Gehen Sie über traditionelle Schulungen hinaus und integrieren Sie Mentoring, Coaching und Belohnungen, um die kontinuierliche Entwicklung zu unterstützen. Plattformen für kontinuierliches Feedback ermutigen Mitarbeiter, ihre Fähigkeiten zu verbessern und ihre Fortschritte im Laufe der Zeit zu verfolgen.

  1. Das Ökosystem bewerten und anpassen

Bewerten Sie regelmäßig die Auswirkungen des Lernens, indem Sie dessen Anwendung auf die Leistung der Mitarbeiter und Verhaltensänderungen verfolgen. Nutzen Sie dieses Feedback, um Verbesserungsmöglichkeiten zu identifizieren und notwendige Anpassungen am Ökosystem vorzunehmen.

  1. Zeit für selbstgesteuertes Lernen einräumen

Stellen Sie Ressourcen bereit, die Mitarbeiterinnen und Mitarbeiter in eigenem Tempo und bei Bedarf nutzen können, um ihre Lernreise selbst in die Hand zu nehmen. Kombinieren Sie Möglichkeiten zum selbstgesteuerten Lernen mit Elementen der Zusammenarbeit und des Peer-Learnings.

  1. Fördern Sie einen positiven Lernkreislauf

Verstärken Sie das Lernen durch regelmäßige Herausforderungen, die die Mitarbeiter dazu anregen, ihr Wissen in neuen Kontexten anzuwenden. Dieser fortlaufende Kreislauf aus Lernen, Üben und Reflektieren treibt die kontinuierliche Verbesserung voran.

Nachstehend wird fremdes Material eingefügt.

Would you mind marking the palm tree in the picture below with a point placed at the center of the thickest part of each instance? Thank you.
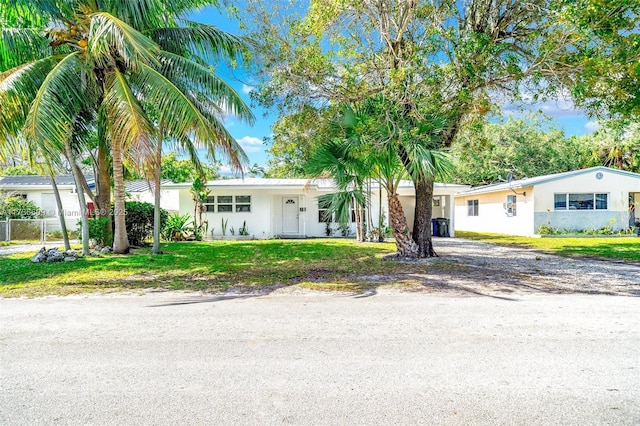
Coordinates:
(127, 62)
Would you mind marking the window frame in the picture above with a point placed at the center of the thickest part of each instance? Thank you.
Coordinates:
(511, 205)
(473, 207)
(228, 204)
(597, 198)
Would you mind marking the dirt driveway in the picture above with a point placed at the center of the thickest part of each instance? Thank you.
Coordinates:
(471, 267)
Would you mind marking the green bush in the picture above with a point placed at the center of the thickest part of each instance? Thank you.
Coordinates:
(19, 208)
(97, 230)
(176, 227)
(139, 221)
(26, 230)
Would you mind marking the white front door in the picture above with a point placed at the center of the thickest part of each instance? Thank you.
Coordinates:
(290, 216)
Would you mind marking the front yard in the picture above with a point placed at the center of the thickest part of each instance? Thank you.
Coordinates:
(464, 267)
(200, 266)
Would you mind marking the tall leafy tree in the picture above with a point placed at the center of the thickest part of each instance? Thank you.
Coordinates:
(528, 146)
(130, 67)
(436, 62)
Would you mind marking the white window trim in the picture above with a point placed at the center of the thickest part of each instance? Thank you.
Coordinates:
(568, 209)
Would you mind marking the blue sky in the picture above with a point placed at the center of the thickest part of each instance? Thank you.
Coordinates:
(251, 138)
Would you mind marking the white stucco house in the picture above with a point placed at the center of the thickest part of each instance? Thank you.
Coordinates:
(39, 190)
(577, 200)
(289, 208)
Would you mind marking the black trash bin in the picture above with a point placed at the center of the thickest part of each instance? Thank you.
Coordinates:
(443, 227)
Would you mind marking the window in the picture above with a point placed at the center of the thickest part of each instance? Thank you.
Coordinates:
(225, 204)
(243, 203)
(560, 201)
(472, 208)
(510, 205)
(580, 201)
(323, 213)
(209, 204)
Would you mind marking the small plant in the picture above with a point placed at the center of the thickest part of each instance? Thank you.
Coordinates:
(548, 230)
(243, 230)
(328, 229)
(97, 230)
(177, 227)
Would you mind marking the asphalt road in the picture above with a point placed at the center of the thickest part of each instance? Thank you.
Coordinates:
(317, 358)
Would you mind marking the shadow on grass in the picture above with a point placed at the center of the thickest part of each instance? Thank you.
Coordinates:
(239, 270)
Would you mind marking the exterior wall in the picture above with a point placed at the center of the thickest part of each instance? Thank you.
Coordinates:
(169, 199)
(492, 216)
(617, 187)
(45, 199)
(266, 217)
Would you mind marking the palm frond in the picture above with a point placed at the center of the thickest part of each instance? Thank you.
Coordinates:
(108, 34)
(183, 119)
(203, 40)
(18, 88)
(21, 45)
(191, 76)
(33, 12)
(129, 126)
(55, 105)
(432, 163)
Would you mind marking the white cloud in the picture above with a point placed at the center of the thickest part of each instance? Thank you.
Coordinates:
(592, 126)
(251, 144)
(246, 88)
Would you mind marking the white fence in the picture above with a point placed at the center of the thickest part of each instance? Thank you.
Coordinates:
(35, 230)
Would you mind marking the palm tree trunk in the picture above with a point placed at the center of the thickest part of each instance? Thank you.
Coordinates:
(422, 217)
(84, 220)
(103, 185)
(120, 239)
(63, 224)
(405, 245)
(156, 197)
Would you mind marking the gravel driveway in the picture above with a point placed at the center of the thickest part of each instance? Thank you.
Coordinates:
(471, 267)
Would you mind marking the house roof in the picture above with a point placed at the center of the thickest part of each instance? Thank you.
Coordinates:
(320, 184)
(143, 185)
(528, 182)
(32, 182)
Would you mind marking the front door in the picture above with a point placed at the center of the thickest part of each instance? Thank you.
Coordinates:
(634, 206)
(290, 215)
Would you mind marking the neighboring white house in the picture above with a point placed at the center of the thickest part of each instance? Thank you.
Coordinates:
(290, 208)
(39, 190)
(578, 200)
(139, 190)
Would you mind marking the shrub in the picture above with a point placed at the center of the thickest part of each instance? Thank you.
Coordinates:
(26, 230)
(97, 230)
(19, 208)
(139, 221)
(176, 227)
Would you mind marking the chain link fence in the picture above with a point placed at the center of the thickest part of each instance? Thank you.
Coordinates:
(31, 231)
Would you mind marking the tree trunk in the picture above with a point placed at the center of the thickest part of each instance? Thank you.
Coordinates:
(422, 216)
(156, 198)
(120, 239)
(84, 220)
(405, 245)
(103, 197)
(63, 223)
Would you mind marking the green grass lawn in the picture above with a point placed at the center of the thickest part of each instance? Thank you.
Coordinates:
(623, 248)
(199, 266)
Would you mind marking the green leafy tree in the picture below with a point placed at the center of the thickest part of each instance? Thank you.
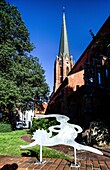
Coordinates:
(22, 78)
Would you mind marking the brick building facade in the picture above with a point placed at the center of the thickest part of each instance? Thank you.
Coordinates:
(84, 93)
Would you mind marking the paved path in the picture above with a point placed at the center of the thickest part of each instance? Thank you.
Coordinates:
(88, 161)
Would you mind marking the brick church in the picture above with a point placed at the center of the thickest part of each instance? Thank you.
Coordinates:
(82, 90)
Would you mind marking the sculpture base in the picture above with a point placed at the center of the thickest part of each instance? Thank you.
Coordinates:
(77, 165)
(38, 162)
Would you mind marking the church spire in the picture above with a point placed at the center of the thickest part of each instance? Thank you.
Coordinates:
(64, 46)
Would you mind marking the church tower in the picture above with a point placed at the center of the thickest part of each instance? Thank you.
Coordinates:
(63, 62)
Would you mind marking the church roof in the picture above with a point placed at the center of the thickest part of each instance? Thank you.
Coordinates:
(64, 46)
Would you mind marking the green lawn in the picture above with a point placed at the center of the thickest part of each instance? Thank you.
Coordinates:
(10, 146)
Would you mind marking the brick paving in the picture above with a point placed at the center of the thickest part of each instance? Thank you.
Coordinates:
(87, 160)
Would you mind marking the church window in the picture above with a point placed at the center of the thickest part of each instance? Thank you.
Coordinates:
(106, 72)
(67, 70)
(99, 78)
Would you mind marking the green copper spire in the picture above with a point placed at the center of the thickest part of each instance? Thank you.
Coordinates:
(64, 46)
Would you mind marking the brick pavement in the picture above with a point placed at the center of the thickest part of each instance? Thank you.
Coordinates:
(88, 161)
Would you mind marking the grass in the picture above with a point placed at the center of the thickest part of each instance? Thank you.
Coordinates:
(10, 146)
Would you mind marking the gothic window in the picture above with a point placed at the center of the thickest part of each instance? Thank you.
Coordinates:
(67, 70)
(99, 78)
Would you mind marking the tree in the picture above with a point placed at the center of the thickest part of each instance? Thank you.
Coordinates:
(22, 77)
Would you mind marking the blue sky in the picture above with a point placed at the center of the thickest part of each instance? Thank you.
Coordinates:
(43, 19)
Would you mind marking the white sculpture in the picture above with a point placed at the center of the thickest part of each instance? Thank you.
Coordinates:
(66, 135)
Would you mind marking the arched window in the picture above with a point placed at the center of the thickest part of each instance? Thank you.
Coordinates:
(67, 70)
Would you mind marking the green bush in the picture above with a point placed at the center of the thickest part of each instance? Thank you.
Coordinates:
(5, 127)
(42, 123)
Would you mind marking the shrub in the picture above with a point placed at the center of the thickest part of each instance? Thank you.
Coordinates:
(42, 123)
(5, 127)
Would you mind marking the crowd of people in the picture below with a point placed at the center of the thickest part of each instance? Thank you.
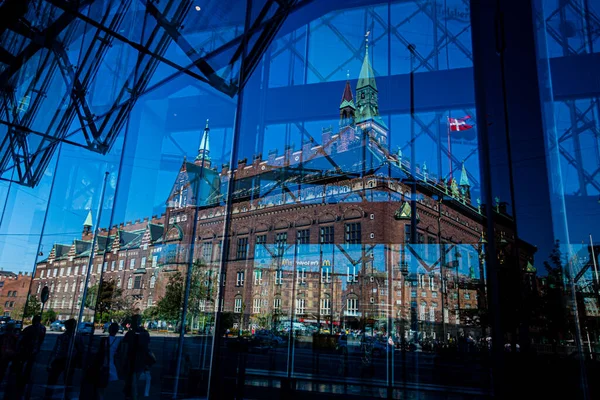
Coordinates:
(116, 358)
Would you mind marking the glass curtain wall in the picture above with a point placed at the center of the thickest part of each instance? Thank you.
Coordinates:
(390, 199)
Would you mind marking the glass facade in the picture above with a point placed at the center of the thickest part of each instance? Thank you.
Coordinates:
(247, 199)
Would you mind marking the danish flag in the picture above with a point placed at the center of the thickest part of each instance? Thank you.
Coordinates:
(459, 124)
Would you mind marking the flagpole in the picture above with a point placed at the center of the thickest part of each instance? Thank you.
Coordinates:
(594, 259)
(449, 147)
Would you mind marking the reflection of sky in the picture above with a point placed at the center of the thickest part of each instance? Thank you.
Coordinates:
(158, 136)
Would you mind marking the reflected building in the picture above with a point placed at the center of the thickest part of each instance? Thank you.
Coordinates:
(319, 235)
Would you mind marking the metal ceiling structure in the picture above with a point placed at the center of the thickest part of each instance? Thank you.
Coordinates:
(51, 53)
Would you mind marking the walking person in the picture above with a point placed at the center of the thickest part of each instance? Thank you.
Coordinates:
(61, 362)
(29, 346)
(106, 371)
(135, 356)
(8, 348)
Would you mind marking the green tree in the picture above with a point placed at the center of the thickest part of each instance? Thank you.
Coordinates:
(202, 288)
(34, 306)
(49, 316)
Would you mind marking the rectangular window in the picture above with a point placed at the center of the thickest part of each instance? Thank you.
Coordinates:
(407, 233)
(303, 236)
(300, 306)
(207, 251)
(257, 277)
(352, 274)
(259, 246)
(326, 235)
(352, 306)
(353, 235)
(256, 306)
(242, 251)
(279, 277)
(239, 279)
(325, 306)
(280, 243)
(301, 276)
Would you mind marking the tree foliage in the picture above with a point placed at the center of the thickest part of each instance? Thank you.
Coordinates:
(34, 307)
(202, 288)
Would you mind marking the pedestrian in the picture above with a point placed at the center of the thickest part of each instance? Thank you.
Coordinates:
(8, 348)
(106, 369)
(65, 357)
(30, 343)
(135, 356)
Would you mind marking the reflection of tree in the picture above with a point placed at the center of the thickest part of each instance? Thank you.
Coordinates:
(202, 289)
(551, 303)
(33, 307)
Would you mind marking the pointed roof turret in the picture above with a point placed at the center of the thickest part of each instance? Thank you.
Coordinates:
(88, 220)
(204, 148)
(367, 75)
(347, 98)
(464, 178)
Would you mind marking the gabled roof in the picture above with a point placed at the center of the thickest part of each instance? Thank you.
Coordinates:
(347, 99)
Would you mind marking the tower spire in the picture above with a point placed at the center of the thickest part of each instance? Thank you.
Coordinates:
(204, 148)
(347, 108)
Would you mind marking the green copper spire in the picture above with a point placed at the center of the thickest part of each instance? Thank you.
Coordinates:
(88, 220)
(464, 178)
(367, 76)
(204, 148)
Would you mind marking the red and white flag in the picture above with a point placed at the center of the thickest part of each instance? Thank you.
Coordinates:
(459, 124)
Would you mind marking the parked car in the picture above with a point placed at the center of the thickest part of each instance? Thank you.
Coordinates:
(107, 324)
(58, 326)
(86, 328)
(268, 337)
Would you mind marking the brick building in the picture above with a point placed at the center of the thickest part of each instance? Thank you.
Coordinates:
(319, 234)
(13, 292)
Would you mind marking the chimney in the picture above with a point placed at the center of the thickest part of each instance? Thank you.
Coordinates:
(306, 146)
(272, 156)
(225, 169)
(326, 136)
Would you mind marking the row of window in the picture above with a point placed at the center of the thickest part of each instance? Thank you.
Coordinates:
(351, 308)
(326, 236)
(131, 284)
(101, 267)
(351, 276)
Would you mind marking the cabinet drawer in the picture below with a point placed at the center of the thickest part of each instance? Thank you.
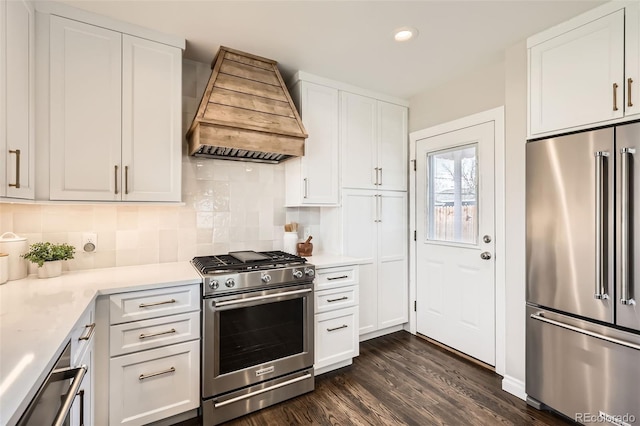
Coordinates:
(139, 305)
(153, 333)
(82, 334)
(336, 336)
(339, 276)
(337, 298)
(156, 384)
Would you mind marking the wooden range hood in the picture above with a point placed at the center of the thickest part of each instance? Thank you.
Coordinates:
(246, 112)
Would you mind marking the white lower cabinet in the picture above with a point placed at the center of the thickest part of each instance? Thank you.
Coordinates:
(336, 317)
(152, 385)
(154, 354)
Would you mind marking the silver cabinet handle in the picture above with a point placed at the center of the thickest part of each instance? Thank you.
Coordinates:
(253, 299)
(601, 247)
(64, 374)
(126, 179)
(92, 328)
(538, 316)
(625, 188)
(261, 391)
(337, 278)
(115, 174)
(146, 336)
(166, 302)
(17, 152)
(159, 373)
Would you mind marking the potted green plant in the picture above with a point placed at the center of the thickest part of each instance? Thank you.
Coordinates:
(49, 257)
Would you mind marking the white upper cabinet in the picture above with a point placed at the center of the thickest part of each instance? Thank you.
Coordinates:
(115, 108)
(374, 143)
(585, 72)
(17, 34)
(314, 178)
(151, 126)
(86, 81)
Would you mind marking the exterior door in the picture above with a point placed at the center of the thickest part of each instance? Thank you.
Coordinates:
(455, 240)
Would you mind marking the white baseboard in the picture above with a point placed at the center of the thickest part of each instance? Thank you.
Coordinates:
(514, 387)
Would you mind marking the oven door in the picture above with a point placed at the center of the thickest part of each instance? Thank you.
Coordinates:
(256, 336)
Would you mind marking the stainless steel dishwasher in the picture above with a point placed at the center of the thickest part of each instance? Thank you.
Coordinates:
(53, 401)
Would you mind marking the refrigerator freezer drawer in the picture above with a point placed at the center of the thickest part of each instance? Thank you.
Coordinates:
(581, 369)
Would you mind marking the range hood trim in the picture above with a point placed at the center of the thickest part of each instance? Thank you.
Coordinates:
(260, 137)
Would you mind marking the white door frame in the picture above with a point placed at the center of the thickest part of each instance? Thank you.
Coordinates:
(497, 116)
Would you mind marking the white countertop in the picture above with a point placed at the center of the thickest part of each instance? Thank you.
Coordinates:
(327, 260)
(37, 315)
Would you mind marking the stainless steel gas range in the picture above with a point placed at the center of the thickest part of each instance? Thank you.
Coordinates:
(257, 331)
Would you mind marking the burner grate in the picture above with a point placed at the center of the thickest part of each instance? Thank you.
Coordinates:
(227, 262)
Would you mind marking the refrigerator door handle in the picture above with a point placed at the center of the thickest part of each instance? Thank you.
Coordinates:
(539, 316)
(601, 255)
(626, 155)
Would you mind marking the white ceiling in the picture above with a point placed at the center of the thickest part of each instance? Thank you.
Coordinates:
(351, 41)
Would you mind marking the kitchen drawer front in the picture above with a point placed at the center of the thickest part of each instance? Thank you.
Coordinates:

  1. Kontinuierlich iterieren und verbessern

Nutzen Sie die Erkenntnisse aus Bewertungen und Feedback, um die Lernumgebung iterativ zu gestalten und kontinuierlich zu verbessern. Sorgen Sie dafür, dass die Umgebung Anpassungen ermöglicht, wenn sich die geschäftlichen Anforderungen ändern, damit sich das Ökosystem im Laufe der Zeit weiterentwickelt und gleichzeitig seine Relevanz und Wirkung bewahrt.

Zusammenfassend lässt sich sagen, dass ein starkes Lern- und Leistungsökosystem das Wachstum der Organisation vorantreibt, indem es kontinuierliches Lernen, Zusammenarbeit und Innovation fördert. Es befähigt die Mitarbeiter, sich anzupassen und herausragende Leistungen zu erbringen, und richtet das Lernen auf die Unternehmensziele aus, um nachhaltigen Erfolg zu gewährleisten.